The Mission of God Through Moses vs. Paul: Bavinck Explains the Black Church Advantage 

For nearly 15 years, I’ve been working hard to encourage evangelical Protestants to considering the fact that social issues in society are not peripheral to the mission of God in the world. That is, issues of justice, economics, public policy, poverty, and the like, are an aspect of God’s redemptive mission as God intends to redeem to entire cosmos, not simply the people in it.

I’ve found the Dutch Reformed tradition to be extremely helpful the liberating evangelicals from their limiting the concerns of the people of God to the saving of individual souls as the sole telos of redemption. For example, in preparation for the Christian Social Congress that met in Amsterdam, November 9–12, 1891, Dutch theologian Herman Bavinck prepared an addressed titled, “General Biblical Principles and the Relevance of Concrete Mosaic Law for the Social Question Today” on this point. While acknowledging that “Jesus did not come, first of all, to renew families and reform society but to save sinners and to redeem the world. . . .," Bavinck is clear that Christians are not simply to set concerns about society to the side or that we care about society only insofar as it explicitly connected to evangelism. For Bavinck, the emphasis in the New Testatment is the salvation of souls whereas the Old Testament helps us understand the more cosmic aspects of redemption. Here's what Bavinck says:

"Now the law is not simply abrogated and set aside, but it is fulfilled in Christ and in this way reaches its own end. For that reason, the New Testament does not give us laws that could as a matter of course be adopted by the state and enforced with its authority. Rather we must go to the Old Testament where the eternal principles are set forth by which alone the well-being of families, societies, and states can be guaranteed. These principles are not written on tablets of stone but penetrate the bodily tablets of human hearts and, through the church of Christ, the world. It is indisputable that the salvation of human souls stands in the foreground of the New Testament. . . .
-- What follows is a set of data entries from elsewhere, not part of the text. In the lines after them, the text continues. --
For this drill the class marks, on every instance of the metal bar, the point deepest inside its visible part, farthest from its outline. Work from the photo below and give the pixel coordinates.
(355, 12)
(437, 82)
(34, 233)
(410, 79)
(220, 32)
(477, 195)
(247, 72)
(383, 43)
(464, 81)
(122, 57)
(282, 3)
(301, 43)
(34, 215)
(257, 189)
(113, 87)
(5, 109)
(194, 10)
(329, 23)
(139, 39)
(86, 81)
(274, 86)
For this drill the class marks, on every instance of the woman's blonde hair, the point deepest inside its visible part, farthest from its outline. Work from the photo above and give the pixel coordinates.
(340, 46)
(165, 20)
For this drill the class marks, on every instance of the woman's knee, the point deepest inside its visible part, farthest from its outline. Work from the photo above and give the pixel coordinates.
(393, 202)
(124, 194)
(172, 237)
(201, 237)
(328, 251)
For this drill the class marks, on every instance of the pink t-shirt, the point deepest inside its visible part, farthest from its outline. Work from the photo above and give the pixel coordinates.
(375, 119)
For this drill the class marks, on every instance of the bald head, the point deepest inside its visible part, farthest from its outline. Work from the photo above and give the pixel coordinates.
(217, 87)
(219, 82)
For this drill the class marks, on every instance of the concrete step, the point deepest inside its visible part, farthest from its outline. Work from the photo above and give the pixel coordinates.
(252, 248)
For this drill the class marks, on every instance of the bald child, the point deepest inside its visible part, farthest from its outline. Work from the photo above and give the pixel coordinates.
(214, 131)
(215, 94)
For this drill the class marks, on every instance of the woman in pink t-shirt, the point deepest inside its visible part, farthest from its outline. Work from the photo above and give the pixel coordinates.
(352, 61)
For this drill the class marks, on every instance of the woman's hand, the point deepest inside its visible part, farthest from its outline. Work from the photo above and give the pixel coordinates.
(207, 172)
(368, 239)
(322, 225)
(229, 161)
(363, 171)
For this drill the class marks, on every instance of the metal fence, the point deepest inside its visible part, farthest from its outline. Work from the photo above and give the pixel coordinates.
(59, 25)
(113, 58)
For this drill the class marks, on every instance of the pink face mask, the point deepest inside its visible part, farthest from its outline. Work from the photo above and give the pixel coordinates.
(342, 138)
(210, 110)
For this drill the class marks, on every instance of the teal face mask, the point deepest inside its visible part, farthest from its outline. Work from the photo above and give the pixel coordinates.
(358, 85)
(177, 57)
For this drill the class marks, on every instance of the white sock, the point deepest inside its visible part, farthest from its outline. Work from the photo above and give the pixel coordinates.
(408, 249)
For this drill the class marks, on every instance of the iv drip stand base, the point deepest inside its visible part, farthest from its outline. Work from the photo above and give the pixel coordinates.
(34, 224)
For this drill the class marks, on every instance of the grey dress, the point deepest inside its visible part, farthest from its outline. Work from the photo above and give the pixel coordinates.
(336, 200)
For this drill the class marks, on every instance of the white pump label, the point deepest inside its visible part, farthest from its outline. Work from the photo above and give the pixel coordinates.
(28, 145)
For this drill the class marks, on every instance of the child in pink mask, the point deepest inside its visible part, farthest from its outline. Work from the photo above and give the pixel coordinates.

However, this does not set aside all the differences and inequalities that exist among people in this earthly life. Property ownership does not disappear; the example of the Jerusalem church in Acts is all too often taken by itself and is too exceptional to provide a counter claim. The differences between rich and poor, slave and free, parents and children, civil authorities and subjects, is assumed and honored fully by Jesus and his apostles in their words and deeds."

Bavinck's address helps me see why, in part, it is that the black church in America has never struggled with needing to justify the church's involvement with social & political issues and why evangelicals don't easily see the connection.

American's dominant white culture (esp., 19th-21st-century evangelicals) have never needed the theology of Moses to make sense of their faith (past, present, and future) whereas the black church has had to do so from its inception because of oppression. Here's the tragic consequence (I posted this on Twitter on Jan. 3):

1. Generally in the black church, you learn about Jesus through Moses. Evangelicals, Paul. That's why evangelicals struggle w/social issues.

2. When you get to Jesus through Moses, redemption encompasses all of life. God is redeeming the whole creation. People, places, & things.

3. When you get to Jesus through Paul ("the gospel") redemption is becomes largely about issues of personal salvation & the church.

 4. The Pauline starting point has to do some hermeneutical gymnastics to make a case for how the gospel applies to X because of Paul's scope.

5. Alternatively, the Mosaic starting point is free to articulate why God cares abt personal salvation, economics, business, education, etc.

6. Therefore the black church tradition, had an easier time making a case for why God cared abt slavery, Jim Crow, civil-rights, etc.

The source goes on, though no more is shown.